Daniel Nwaneri

Posted on Jun 15

My Bookmark Engine Returned Chunks. I Added One Endpoint to Make It Answer.

#ai #rag #cloudflare #gemma

Search returns things you have to read. An answer engine reads them for you.

I built a search engine on top of 50k saved tweets. Ask it something and it returns the five most relevant chunks — found through hybrid retrieval (BM25 keyword search plus vector search) and reranked by a cross-encoder. A Gemma 4 MoE layer already runs in the background too, writing its own reflections on how saved documents connect to each other. You get the chunks back, ranked. Then you read them and synthesise.

That last step bothered me. The model already synthesises when generating reflections. The retrieval already works. The only missing piece was wiring them together at query time.

So I added POST /search?mode=answer.

What it does

Same retrieval pipeline. Top 5 chunks, reranked. Then instead of returning them raw, Gemma 4 MoE reads them and produces a direct answer grounded in what you saved.

const prompt =
  `Answer the question below using only the sources provided. ` +
  `If the sources don't contain the answer, say so directly.\n\n` +
  `Question: "${query}"\n\n` +
  `Sources:\n${context}\n\n` +
  `Write a direct answer in 2–4 sentences. No preamble. No bullets.\n` +
  `Answer:`;

max_tokens: 512 returns an empty answer. Gemma 4 is a thinking model: it burns the token budget on internal reasoning before producing output. max_tokens: 2048 fixes it. The reflection engine hit the same wall. Same fix.

What came back

Three queries against the live index.

"What do people say about consistency and showing up every day?"

"Consistency wins. Some people say all the right things but never quite measure up to their words, while others do everything right without saying a word."

Two tweets, cleanly synthesised. Nothing hallucinated from outside the index.

"What do people say about money and wealth building?"

"Discussions include frustrations over the devaluation of the Naira, declining purchasing power, and debates regarding financial expertise and social media income. Some suggest only a certain regular amount is needed to sustain a lifestyle, as anything beyond that is superfluous. Regarding wealth building, it is suggested that one should provide value and be the supply in a supply and demand relationship."

This one surfaced a reflection document alongside raw tweets — a reflection-type entry the engine had already generated from CBEX-related tweets and stored back into the index. The answer pulled from both layers: raw saved content and a previously generated insight. That's the system compounding on itself.

"What are the best ways to learn programming?"

"Search Google, find a video, watch while coding, repeat."

Thin. The retrieval matched surface-level tweets: "Did you learn programming all by yourself?", "Tips on learning how to code 🧵". Not substantive content. The model answered honestly from what it got. The answer is technically grounded. It's just not useful.

The honest read

It works well on topics with substantive saved content. It returns thin answers on surface-level matches, like the programming question above. The synthesis did its job. The index just doesn't have the depth yet.

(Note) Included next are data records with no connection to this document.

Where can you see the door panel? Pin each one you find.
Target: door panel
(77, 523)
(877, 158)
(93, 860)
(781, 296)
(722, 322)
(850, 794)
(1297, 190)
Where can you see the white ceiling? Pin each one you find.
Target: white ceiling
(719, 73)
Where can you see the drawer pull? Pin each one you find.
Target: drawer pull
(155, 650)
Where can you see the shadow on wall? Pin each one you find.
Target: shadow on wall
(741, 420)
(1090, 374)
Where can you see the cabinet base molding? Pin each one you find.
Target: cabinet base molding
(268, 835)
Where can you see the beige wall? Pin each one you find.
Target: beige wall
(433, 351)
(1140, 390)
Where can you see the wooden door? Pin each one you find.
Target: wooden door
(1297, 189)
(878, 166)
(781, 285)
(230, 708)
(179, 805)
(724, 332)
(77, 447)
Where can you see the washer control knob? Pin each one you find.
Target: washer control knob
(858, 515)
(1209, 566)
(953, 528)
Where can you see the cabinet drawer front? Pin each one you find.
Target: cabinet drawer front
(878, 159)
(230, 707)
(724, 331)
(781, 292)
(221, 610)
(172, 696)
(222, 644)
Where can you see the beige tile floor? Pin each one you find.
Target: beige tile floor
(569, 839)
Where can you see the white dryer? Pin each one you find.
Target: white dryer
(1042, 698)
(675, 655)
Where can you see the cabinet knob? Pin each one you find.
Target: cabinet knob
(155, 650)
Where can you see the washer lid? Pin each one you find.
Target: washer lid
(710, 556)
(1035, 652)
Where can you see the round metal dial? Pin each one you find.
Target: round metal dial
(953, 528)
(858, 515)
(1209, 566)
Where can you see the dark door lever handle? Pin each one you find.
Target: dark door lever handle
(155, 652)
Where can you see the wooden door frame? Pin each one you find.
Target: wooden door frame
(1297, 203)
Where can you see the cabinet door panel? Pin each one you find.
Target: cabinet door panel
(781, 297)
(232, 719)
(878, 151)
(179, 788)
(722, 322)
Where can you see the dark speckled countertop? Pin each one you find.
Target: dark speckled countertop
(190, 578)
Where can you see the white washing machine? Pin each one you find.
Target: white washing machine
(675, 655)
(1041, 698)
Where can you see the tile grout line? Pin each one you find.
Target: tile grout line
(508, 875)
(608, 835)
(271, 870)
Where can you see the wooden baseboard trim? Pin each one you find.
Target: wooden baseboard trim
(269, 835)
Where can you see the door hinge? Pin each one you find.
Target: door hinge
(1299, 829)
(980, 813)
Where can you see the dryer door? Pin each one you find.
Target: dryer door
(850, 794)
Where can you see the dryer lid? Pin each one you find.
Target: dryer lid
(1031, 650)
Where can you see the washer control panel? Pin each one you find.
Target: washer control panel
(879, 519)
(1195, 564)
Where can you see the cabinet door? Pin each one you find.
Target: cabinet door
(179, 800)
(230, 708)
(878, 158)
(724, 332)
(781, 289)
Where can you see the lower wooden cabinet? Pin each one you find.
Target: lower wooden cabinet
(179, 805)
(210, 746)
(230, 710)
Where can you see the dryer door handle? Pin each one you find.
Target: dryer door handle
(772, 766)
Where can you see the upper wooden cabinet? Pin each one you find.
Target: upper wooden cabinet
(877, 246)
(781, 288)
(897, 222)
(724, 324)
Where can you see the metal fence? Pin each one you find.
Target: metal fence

The retrieval scores on most queries are low (0.006–0.013 range). That's down to the embedding model the index was built on: bge-small, 384 dimensions, the old default, built for speed over precision. Embeddings are how the engine turns text into numbers it can compare. More dimensions means more room to capture shades of meaning. The index can't switch models without re-ingesting all 50k tweets. When I eventually migrate to qwen3-0.6b (1024 dimensions), retrieval precision improves first, and answer quality follows from that.

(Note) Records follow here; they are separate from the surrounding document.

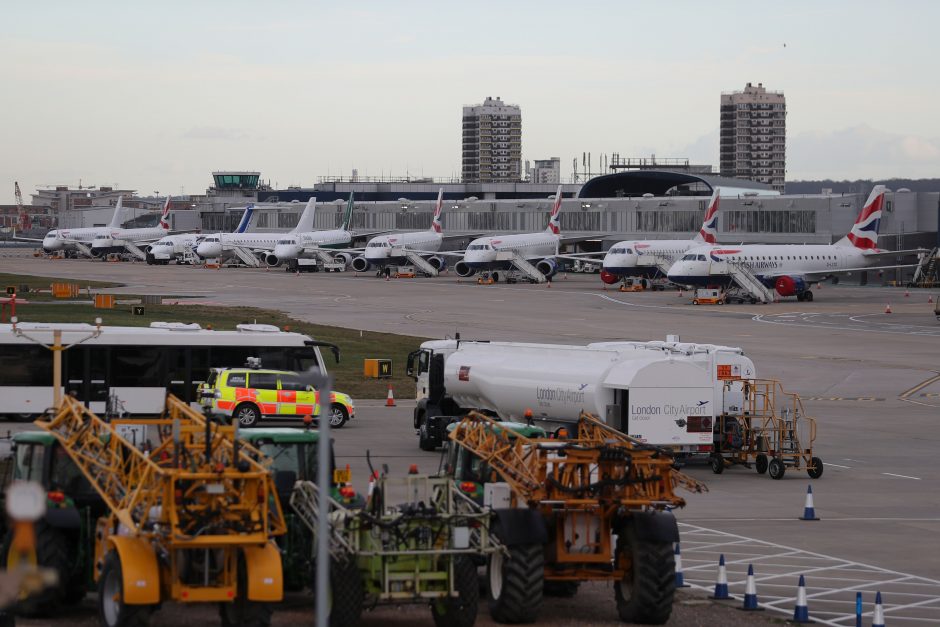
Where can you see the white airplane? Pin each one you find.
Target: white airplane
(213, 246)
(70, 240)
(309, 243)
(498, 252)
(791, 269)
(171, 247)
(644, 258)
(392, 249)
(118, 240)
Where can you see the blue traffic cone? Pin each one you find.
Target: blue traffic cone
(809, 512)
(680, 581)
(801, 611)
(750, 592)
(878, 619)
(721, 586)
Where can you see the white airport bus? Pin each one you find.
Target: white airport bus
(135, 367)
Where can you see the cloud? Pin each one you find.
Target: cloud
(215, 133)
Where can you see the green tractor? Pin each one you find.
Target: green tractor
(64, 535)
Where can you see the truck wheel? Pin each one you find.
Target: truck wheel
(816, 472)
(460, 611)
(347, 594)
(650, 580)
(718, 464)
(760, 462)
(247, 415)
(112, 611)
(338, 416)
(425, 441)
(516, 583)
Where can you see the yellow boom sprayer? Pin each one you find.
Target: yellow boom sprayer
(191, 520)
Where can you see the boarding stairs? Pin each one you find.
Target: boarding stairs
(522, 265)
(416, 260)
(748, 281)
(135, 250)
(246, 256)
(926, 274)
(660, 262)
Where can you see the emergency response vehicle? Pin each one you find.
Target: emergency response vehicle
(250, 394)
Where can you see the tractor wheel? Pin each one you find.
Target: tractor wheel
(347, 594)
(460, 611)
(516, 584)
(112, 611)
(561, 589)
(645, 593)
(52, 551)
(247, 415)
(760, 462)
(816, 472)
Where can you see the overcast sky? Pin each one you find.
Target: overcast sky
(155, 96)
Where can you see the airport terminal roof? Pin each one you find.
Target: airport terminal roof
(667, 183)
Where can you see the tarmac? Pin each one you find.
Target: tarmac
(871, 379)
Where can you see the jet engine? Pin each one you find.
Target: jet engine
(360, 263)
(609, 278)
(788, 285)
(548, 267)
(463, 270)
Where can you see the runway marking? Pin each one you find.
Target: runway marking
(832, 581)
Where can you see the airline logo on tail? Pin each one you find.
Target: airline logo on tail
(864, 233)
(554, 222)
(709, 231)
(164, 224)
(436, 222)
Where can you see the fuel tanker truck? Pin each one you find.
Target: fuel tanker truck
(662, 393)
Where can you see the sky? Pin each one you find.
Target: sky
(155, 96)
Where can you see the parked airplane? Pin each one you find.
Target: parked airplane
(118, 240)
(178, 246)
(647, 258)
(311, 243)
(213, 246)
(398, 249)
(517, 252)
(790, 269)
(79, 240)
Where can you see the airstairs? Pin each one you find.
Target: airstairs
(246, 257)
(522, 265)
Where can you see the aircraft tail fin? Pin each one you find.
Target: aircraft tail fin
(709, 232)
(246, 219)
(305, 223)
(554, 221)
(864, 233)
(117, 218)
(436, 221)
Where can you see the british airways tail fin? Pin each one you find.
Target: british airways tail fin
(436, 221)
(709, 232)
(864, 233)
(305, 223)
(554, 221)
(117, 218)
(246, 219)
(347, 218)
(164, 217)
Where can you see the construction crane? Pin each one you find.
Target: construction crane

For now: the endpoint works. Strong on topics the index has depth on, honest about topics it doesn't.

What it isn't

The sources come back with every answer. Verify the model, check the scores, read the original chunks. And it's not search over the open web. Every answer traces back to something you chose to save. The model can't hallucinate from outside the index because the prompt gives it nothing outside the index to hallucinate from. The grounding is structural, not just instructed.

What's next

Retrieval quality is the ceiling on answer quality right now. The next piece is gap detection: a weekly pass that surfaces the three most persistent unanswered questions in the index, showing where the index has depth and where it doesn't. This endpoint makes those gaps visible in real time, one query at a time. Gap detection will map them systematically, every week.

The endpoint is live. Query it:

POST /search?mode=answer
{ "query": "your question here" }

Source chunks come back alongside the answer. The model used to synthesise it: @cf/google/gemma-4-26b-a4b-it. Same Worker, same $5/month.

The index has 50k saved tweets going back to 2016. What you get back is bounded by that. Google searches the internet. This searches what you decided was worth keeping.

Top comments (2)

Alex Shev • Jun 15

This is the important step most RAG projects skip. Returning chunks is search; answering from those chunks is a product decision with a different failure mode.

The endpoint boundary is useful because it gives you a place to enforce citations, confidence, and "I do not know" behavior instead of hiding all of that inside the retrieval layer.

Daniel Nwaneri • Jun 15

Right now that boundary only enforces the "I don't know" case. Confidence scoring on what it does answer isn't built yet and that's probably the next thing to put there.